July start for graduated power tariff


China is to implement a graduated power tariff mechanism for households from next month as part of government efforts to conserve energy.

All provinces and municipalities were told to implement the new system before the second half of the year with the stipulation that local plans should leave 80 percent of households unaffected, the National Development and Reform Commission, China's top economic planning body, said.

In Shanghai the new system will result in a 4 percent rise on average in residential power prices but will not affect 80 percent of families, local authorities said.

After public hearings on how the new system could operate, Shanghai is expected to announce the details of its plan today.

Most people who took part in the hearings in the city last month preferred a plan that uses one year as a calculation period.
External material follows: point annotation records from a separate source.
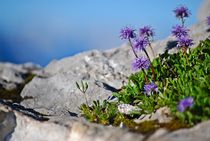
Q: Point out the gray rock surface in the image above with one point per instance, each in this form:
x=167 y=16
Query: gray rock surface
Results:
x=56 y=93
x=11 y=74
x=24 y=128
x=197 y=133
x=17 y=126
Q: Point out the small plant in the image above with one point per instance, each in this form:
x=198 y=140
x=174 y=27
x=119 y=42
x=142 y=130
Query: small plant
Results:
x=179 y=81
x=83 y=87
x=180 y=31
x=208 y=20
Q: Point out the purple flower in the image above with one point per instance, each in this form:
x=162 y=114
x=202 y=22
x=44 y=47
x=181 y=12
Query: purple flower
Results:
x=179 y=31
x=182 y=12
x=140 y=63
x=184 y=42
x=150 y=88
x=185 y=103
x=208 y=20
x=140 y=43
x=146 y=31
x=127 y=33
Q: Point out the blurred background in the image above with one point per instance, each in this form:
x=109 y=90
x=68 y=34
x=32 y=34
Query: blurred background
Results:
x=39 y=31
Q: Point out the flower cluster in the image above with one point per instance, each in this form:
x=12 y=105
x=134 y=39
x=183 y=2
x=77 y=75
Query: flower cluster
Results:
x=127 y=33
x=150 y=88
x=185 y=103
x=146 y=31
x=208 y=20
x=180 y=31
x=182 y=12
x=184 y=41
x=140 y=63
x=140 y=43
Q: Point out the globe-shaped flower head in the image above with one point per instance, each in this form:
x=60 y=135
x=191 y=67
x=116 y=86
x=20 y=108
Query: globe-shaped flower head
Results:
x=208 y=20
x=140 y=63
x=140 y=43
x=182 y=12
x=184 y=42
x=127 y=33
x=179 y=31
x=150 y=88
x=146 y=31
x=185 y=103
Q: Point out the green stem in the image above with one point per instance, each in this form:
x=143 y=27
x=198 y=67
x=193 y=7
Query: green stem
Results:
x=153 y=53
x=153 y=69
x=132 y=48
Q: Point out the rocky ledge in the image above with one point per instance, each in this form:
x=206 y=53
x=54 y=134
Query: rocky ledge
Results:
x=48 y=99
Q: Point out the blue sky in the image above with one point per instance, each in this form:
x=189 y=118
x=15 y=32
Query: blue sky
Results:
x=41 y=30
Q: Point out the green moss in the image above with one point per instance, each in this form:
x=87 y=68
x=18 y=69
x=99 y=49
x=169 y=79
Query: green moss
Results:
x=148 y=127
x=14 y=94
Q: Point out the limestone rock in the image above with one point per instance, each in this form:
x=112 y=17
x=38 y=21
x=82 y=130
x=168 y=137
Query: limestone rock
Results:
x=56 y=92
x=11 y=74
x=16 y=126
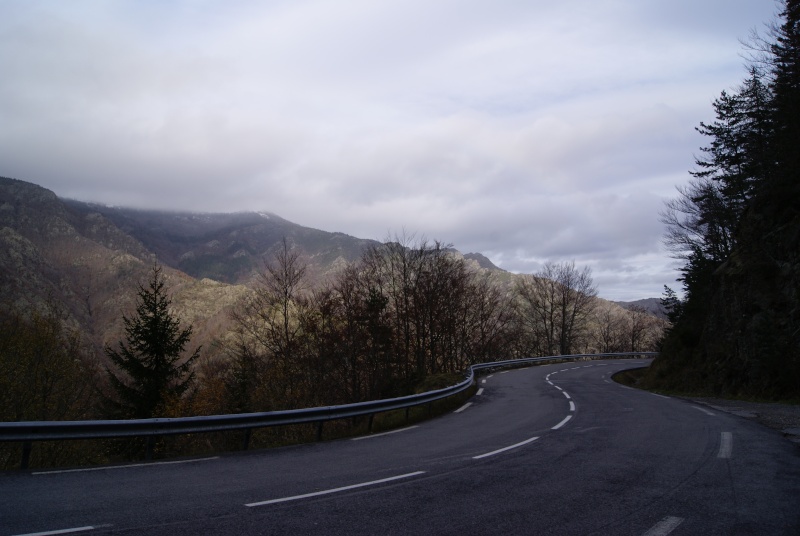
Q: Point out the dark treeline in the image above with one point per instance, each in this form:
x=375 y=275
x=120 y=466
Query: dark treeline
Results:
x=736 y=226
x=407 y=317
x=378 y=329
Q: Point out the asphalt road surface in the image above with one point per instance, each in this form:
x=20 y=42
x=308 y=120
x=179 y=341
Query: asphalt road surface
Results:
x=557 y=449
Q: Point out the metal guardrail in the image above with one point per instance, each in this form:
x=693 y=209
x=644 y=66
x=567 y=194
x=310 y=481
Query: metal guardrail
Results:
x=30 y=431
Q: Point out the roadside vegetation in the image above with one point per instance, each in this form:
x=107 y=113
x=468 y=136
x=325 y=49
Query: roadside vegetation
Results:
x=736 y=227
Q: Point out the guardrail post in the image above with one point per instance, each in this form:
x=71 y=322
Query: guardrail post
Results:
x=148 y=453
x=246 y=440
x=26 y=455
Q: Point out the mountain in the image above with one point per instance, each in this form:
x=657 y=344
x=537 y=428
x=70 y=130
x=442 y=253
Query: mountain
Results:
x=87 y=259
x=651 y=305
x=229 y=248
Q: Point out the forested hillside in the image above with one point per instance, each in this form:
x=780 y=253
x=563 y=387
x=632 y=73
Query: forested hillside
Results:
x=95 y=324
x=736 y=225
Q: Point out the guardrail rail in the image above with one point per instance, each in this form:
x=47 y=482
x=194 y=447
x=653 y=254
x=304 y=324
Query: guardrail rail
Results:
x=28 y=432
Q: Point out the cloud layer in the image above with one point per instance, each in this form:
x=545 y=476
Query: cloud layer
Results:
x=525 y=130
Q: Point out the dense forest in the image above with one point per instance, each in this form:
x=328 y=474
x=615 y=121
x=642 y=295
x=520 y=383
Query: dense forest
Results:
x=407 y=316
x=736 y=226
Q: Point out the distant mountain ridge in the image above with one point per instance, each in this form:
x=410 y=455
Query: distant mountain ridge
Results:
x=87 y=258
x=227 y=247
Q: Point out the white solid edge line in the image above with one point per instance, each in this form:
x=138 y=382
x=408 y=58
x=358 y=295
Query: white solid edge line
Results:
x=462 y=408
x=562 y=423
x=384 y=433
x=62 y=531
x=335 y=490
x=85 y=469
x=664 y=527
x=498 y=451
x=725 y=445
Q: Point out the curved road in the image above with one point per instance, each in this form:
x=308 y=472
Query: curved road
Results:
x=557 y=449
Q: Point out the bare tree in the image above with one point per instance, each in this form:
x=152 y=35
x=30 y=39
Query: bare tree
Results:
x=556 y=304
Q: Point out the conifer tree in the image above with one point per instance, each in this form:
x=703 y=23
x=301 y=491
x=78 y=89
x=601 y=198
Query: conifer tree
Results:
x=151 y=369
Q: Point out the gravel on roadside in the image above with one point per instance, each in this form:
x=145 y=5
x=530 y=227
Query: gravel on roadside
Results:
x=782 y=417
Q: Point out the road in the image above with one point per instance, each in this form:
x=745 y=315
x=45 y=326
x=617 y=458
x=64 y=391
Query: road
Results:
x=557 y=449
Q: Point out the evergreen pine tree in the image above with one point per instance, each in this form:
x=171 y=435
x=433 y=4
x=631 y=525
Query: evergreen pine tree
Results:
x=151 y=371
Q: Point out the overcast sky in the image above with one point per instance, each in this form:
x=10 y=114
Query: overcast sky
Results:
x=526 y=130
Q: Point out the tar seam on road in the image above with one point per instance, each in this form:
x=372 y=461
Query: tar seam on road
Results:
x=498 y=451
x=462 y=408
x=562 y=423
x=725 y=445
x=384 y=433
x=335 y=490
x=704 y=411
x=86 y=469
x=664 y=527
x=62 y=531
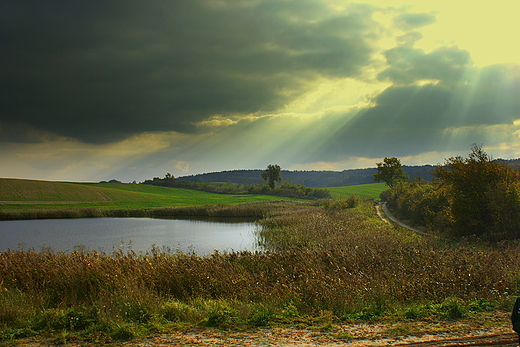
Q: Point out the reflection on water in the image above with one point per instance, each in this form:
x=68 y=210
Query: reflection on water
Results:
x=202 y=236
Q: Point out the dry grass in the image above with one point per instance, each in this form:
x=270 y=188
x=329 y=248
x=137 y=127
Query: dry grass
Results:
x=342 y=261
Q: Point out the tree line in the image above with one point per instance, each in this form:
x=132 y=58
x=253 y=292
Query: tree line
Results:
x=273 y=184
x=472 y=196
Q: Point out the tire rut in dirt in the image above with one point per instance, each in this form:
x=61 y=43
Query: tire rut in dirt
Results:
x=503 y=340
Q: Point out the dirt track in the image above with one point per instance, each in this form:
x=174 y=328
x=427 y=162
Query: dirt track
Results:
x=293 y=338
x=491 y=330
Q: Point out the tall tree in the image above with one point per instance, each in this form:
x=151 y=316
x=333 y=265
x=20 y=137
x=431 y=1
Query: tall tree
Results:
x=271 y=175
x=390 y=171
x=484 y=195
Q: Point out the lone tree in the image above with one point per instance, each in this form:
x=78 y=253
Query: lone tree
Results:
x=484 y=195
x=390 y=171
x=271 y=175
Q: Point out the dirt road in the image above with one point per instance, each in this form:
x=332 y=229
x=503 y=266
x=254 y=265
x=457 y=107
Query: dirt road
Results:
x=293 y=338
x=493 y=330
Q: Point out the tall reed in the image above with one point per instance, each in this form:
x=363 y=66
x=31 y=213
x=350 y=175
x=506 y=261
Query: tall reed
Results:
x=341 y=260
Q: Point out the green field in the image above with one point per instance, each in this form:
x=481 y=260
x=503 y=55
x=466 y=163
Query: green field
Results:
x=30 y=199
x=371 y=190
x=16 y=194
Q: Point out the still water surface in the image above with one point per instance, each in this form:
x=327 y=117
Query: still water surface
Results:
x=137 y=234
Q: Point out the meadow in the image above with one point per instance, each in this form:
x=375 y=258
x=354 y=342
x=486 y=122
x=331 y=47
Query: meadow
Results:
x=30 y=199
x=330 y=261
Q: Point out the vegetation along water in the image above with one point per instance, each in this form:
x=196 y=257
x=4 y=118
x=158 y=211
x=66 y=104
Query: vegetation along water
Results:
x=330 y=260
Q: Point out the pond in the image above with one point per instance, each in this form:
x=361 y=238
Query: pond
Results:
x=138 y=234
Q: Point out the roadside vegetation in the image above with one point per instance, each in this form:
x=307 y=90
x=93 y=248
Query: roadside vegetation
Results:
x=470 y=197
x=326 y=262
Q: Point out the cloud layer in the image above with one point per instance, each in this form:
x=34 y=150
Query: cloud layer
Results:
x=134 y=89
x=99 y=72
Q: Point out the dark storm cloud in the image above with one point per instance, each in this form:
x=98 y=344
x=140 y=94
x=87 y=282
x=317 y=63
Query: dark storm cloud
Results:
x=99 y=71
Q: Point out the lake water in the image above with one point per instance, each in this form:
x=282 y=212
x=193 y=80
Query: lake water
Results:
x=137 y=234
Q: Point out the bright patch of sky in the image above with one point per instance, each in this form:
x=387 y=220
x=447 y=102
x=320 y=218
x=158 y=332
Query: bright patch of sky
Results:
x=94 y=91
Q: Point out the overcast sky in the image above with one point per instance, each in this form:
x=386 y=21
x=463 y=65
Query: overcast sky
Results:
x=94 y=90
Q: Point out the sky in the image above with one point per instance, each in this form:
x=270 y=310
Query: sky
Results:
x=95 y=90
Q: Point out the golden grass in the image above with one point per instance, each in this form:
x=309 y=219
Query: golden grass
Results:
x=342 y=261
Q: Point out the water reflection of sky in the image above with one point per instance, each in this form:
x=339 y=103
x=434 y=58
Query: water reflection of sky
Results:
x=138 y=234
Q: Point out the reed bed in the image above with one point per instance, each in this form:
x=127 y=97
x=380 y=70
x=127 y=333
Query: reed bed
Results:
x=335 y=258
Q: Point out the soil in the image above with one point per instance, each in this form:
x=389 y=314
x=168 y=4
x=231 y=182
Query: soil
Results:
x=493 y=330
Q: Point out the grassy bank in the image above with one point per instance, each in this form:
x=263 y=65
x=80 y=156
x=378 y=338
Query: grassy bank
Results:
x=30 y=199
x=334 y=262
x=371 y=190
x=26 y=199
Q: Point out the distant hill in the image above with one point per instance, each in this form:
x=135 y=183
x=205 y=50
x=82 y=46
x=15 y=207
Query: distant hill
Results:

In the one-year plan, a household pays what it currently pays until consumption hits 3,120 kilowatt hours (260 kwh a month times 12), and then pays higher rates during the rest of the year.

The city has set a "basic needs" figure at 260 kilowatt hours a month, the average consumption of 80 percent of the city's 7.72 million households last year. Increased charges will kick in once consumption is beyond this figure.

Shanghai had also proposed a plan under which the basic needs figure would be raised to 350 kwh per month in July and August and in December and January when people need air-conditioning to keep cool or heating to stay warm. For the rest of the year it would be reduced to 210 kwh.

The NDRC, which sets energy prices in China, said yesterday that the basic needs figure in many provinces had been extended to leave more households unaffected. In some provinces, 90 percent of residents will see no increase in their bills.

Lin Boqiang, a Xiamen University professor, estimated that the tier-based electricity pricing would help power companies gain up to 6 billion yuan in extra revenue each year without taking into account subsidies in the form of a free electricity quota given to poverty-stricken residents, Xinhua reported.

Progressive residential power tariffs were introduced in the US, Japan, Egypt, as well as in Hong Kong and Taiwan following the oil crisis in the 1970s. The system proved effective in curbing excessive use while ensuring the basic demands for most people were met, the commission said.

At present, Shanghai's residential power price is 0.617 yuan (about 10 US cents) per kwh, and half that figure at night.